1) Stop with the silly remarks and in-jokes. If you want to joke around in a thread with friends then please head down to Off Topic and make a thread for it. New member threads shouldn't be used for humour value (indeed jokes at new members can often come off as insulting to those new members who've yet to get into the swing of the forum)

2) Please leave people a chance to reply before deciding that they are "not coming back" for them. Not everyone sits on the forum all day and many people only have a few time slots to get in to reply. Do show them proper respect and a chance to reply to clarify their position or answer questions that are raised in the discussion. 


As for the Vanity Index I must admit that this is also my first time of hearing it as well, I'm afraid that the OP (original poster) will have to clarify further on this index. A reference to it such as a book or photographer who advocates it or even source material links to it would help a lot as it appears to be something that could be unique to a specific course and used as a teaching aid that the instructor has come up with (and is not a common index used in the industry at large).


----------



## runnah (Apr 19, 2013)

Overread said:


> 1) Stop with the silly remarks and in-jokes.

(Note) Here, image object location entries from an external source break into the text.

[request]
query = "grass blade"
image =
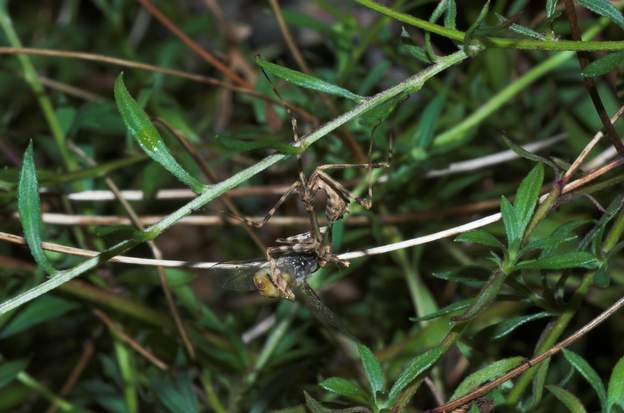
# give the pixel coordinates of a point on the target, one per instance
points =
(143, 130)
(307, 81)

I might as well close my account.


----------



## sm4him (Apr 19, 2013)

runnah said:


> Overread said:
> 
> 
> > 1) Stop with the silly remarks and in-jokes.
> ...



Nah. Fortunately, he doesn't MEAN we can't continue our silly remarks and in-jokes (and, I presume, snarkiness and incredibly clever sarcasm fall under the same indictment...)...just that we need to be on our BEST behavior (granted, runnah, for you that might mean just keeping quiet... :lmao: ) when commenting in new member's threads. You know, we should welcome them with open arms and gracious attitudes...lull them into a false sense of security and delude them into thinking they've found a wonderful, safe photography refuge...THEN we can pounce on them, like a hawk on a rat. :lmao:

I'm sorry Overread, I couldn't resist. I'm not making fun of the call to quit with the remarks in this thread, I'm just making fun of...well, of US, I guess. 

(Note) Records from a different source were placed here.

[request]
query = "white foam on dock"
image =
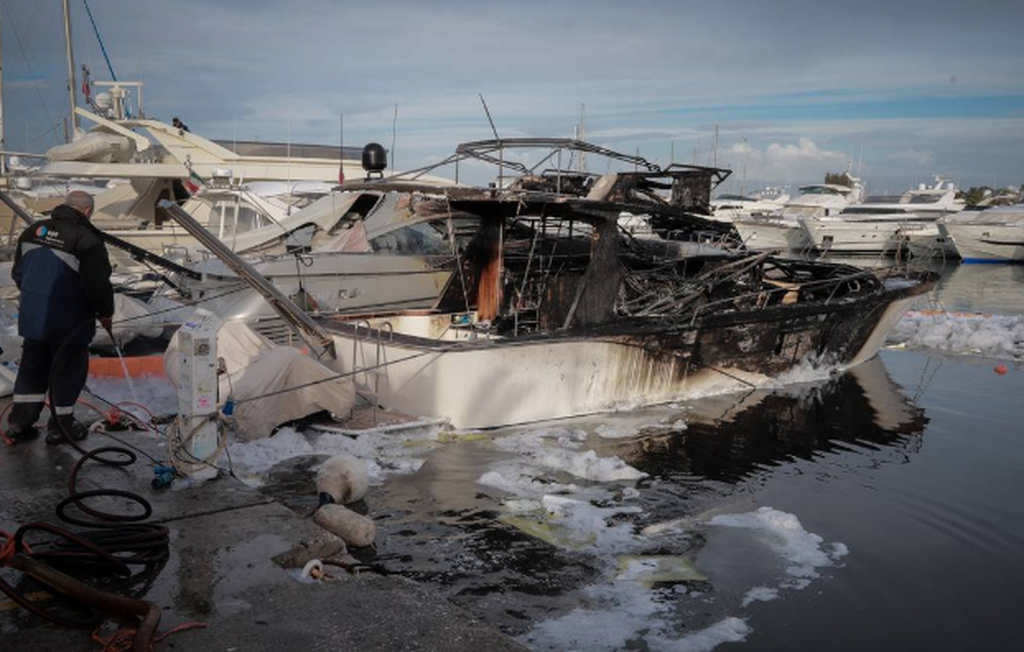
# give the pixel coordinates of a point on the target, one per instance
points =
(997, 336)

OP: In case you come back and read through all the muck and mire, I hope you see a sense of humor in what most of us have said, and not a personal attack. We're just an odd lot, and when one of us posts a humorous or sarcastic response to a thread, we do all tend to "pile on" a bit from time to time. The point here is--we don't know what you mean by Vanity Index, so if you could be so kind as to give us a bit more information, perhaps we could be a lot more helpful, and even possibly a teeny bit less sarcastic.


----------



## Rick50 (Apr 19, 2013)

I think I found the missing reference for this thread.


----------



## Majeed Badizadegan (Apr 19, 2013)

60 seconds of skimming through this thread


http://images.cryhavok.org/d/13825-2/Wat.jpg


----------



## skieur (Apr 20, 2013)

runnah said:


> Overread said:
> 
> 
> > 1) Stop with the silly remarks and in-jokes.
> ...



Perish the thought!  I would miss your humour.


----------



## kathyt (Apr 20, 2013)

Rick50 said:


> Oh, WTF, Light is light! Vanity is vanity!  I'm lost!



Rick, you are saucy tonight.


----------



## kathyt (Apr 20, 2013)

rexbobcat said:


> The hell is the vanity index?


I have never heard of it either.


----------



## pgriz (Apr 20, 2013)

Well, it's either the number of pictures of themselves that someone has (the politician vanity index), or it's the number of times the person refers to themselves in the third person (the sports jock vanity index)...  But that doesn't work as a photographic principle.


----------



## runnah (Apr 20, 2013)

Well all I know is that I am used as a unit of measure on the vanity scale.


----------



## Josh66 (Apr 20, 2013)

I'm still trying to figure it out too.  Judging by the context the OP used it in, I think it must have something to do with lighting.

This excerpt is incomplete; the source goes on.